Siempre ha habido un representante de la ciudad en la final del Concurso Nacional de Pintxos y han obtenido premio en cinco de las seis ediciones celebradas

“La Tapa. Ensalada de tomate con pastel de cabracho, langostino tigre, huevas de trucha, gazpacho y aire de tomate”, de Bixente Muñoz, que defenderán en Valladolid Nekane Muñoz y Txemi M. Artola del bar Gran Sol; y “Paella, dulce paella” de Carlos Nuez y David de la Calle del Goxodenda son los dos pintxos de Hondarribia que disputarán la final del VIII Concurso Nacional de Tapas y Pintxos de Valladolid, desde el próximo lunes al miércoles, 5 al 7 de noviembre.

La propuesta de bar Gran Sol, uno de los clásicos en la final de Valladolid donde ha cosechado premios en tres ediciones, viene a ser  “un viaje por los diferentes sabores y texturas basado en nuestra experiencia en distintos certámenes y viajes gastronómicos. Se trata además de una puesta en escena que homenajea a la tapa, esa tradición que nació en tiempo de Alfonso X El Sabio que mandó cubrir su tinaja de vino con una loncha de jamón, que además es una concepción muy vigente en todo el Estado, a diferencia de nuestra zona que cumple con la tradición del pintxo”, comenta Txemi M. Artola

Por su parte, la pareja formada por David de la Calle y Carlos Nuez, dos meticulosos del trabajo en la cocina y de la creatividad, llevan a concurso su “paella, dulce paella”, un pintxo que aún no entrando en la final del VII Campeonato de Pintxos Euskadi Saboréala, celebrado recientemente en Hondarribia, obtuvo el Premio a la Innovación por su imaginación y novedosa formulación de un pintxo.

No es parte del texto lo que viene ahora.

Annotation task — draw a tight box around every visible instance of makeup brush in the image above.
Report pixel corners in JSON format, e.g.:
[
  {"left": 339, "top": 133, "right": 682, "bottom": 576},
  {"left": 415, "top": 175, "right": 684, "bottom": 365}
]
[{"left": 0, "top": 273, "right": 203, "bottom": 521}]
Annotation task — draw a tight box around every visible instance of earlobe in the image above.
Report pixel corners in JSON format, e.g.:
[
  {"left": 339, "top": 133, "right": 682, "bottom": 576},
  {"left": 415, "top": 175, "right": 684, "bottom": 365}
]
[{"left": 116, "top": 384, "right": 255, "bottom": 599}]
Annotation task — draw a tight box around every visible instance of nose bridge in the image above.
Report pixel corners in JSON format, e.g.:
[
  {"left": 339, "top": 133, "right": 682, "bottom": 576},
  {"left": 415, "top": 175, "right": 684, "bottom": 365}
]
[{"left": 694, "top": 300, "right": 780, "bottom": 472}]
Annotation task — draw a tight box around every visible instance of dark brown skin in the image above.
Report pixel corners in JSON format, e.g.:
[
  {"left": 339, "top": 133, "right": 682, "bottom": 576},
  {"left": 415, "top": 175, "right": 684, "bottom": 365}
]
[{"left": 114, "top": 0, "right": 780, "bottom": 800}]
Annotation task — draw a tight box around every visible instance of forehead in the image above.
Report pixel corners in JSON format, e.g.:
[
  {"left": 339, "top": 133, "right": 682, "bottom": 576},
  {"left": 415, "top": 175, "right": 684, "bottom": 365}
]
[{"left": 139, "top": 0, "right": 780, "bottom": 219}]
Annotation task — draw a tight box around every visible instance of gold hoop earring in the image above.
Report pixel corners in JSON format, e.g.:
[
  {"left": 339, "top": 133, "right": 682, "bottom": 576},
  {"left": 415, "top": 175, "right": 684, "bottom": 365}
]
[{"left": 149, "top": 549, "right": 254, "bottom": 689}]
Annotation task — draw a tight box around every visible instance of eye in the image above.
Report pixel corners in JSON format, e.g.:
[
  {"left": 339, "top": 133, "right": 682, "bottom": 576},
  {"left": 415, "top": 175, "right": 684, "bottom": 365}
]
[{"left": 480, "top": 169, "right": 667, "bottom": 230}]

David y Carlos elaboran “un fumé de marisco y azafrán y con él guisamos el arroz bomba al dente con vainas en brunoise y conejo guisado de manera tradicional. Esta paella se coloca en moldecitos de rosquilla. Enfriamos después en la cámara. Pasado un tiempo, habrá adquirido una consistencia que permita sumergirlas en un rebozado aromatizado al limón. Se fríen, se escurren y se espolvorean de polvo de aceite de oliva (simulando al azúcar glasé) y se ahúman durante pocos segundos. Al lado de la rosquilla, se coloca una tacita de café con un caldo tostado de pollo y una espuma de garrofón (alubia típica de las paellas valencianas) y, en medio del platillo, un sobrecito de azúcar relleno con una pizca de pimentón de la Vera. Se perfuma el plato con aroma de anís, simulando el tradicional de las rosquillas. Por último se perfuma la mano con la que se va a coger el pintxo con una rama de romero fresco y se consume este como si fuera un desayuno”, comentan.

Hondarribia siempre ha contado con al menos un representante en la final de este certamen de Valladolid que se celebra en Valladolid desde el año 2005, habiendo cosechado además muy buenos resultados, con premios en cinco de las siete ediciones celebradas hasta la fecha.

En la primera edición, fue Peio Clemencet, del restaurante Kaialde, quien obtuvo el segundo premio  en 2005 con su pintxo “La oreja y el pie del cochinillo de Peio y su chipirón al maíz”. Otros premios, han correspondido a Bixente Muñoz del Gran Sol, quien cosechó en 2006 el titulo de campeón de España en la modalidad de Pintxo Tradicional con su “Tosta de bacalao ahumado con foie, pimiento del piquillo y dulce de melocotón”. En 2009 repitió el mismo galardón en la categoría de Mejor Concepto de Pintxo por su “Juego de verduras en una bruma del Jaizkibel”. Y en 2010, de nuevo se hizo con el título al Mejor Pintxo Tradicional con “Huevo al oro con migas de pastor y chipirón”, que había cosechado ese mismo año el título de Campeón de Euskal Herria. En la pasada edición de 2011, fue Óscar González quien alcanzó el Tercer Premio del certamen con su pintxo “Chipirones en su tinta”; mientras que David de la Calle y Carlos Nuez obtuvieron el premio al Mejor Pintxo Tradicional.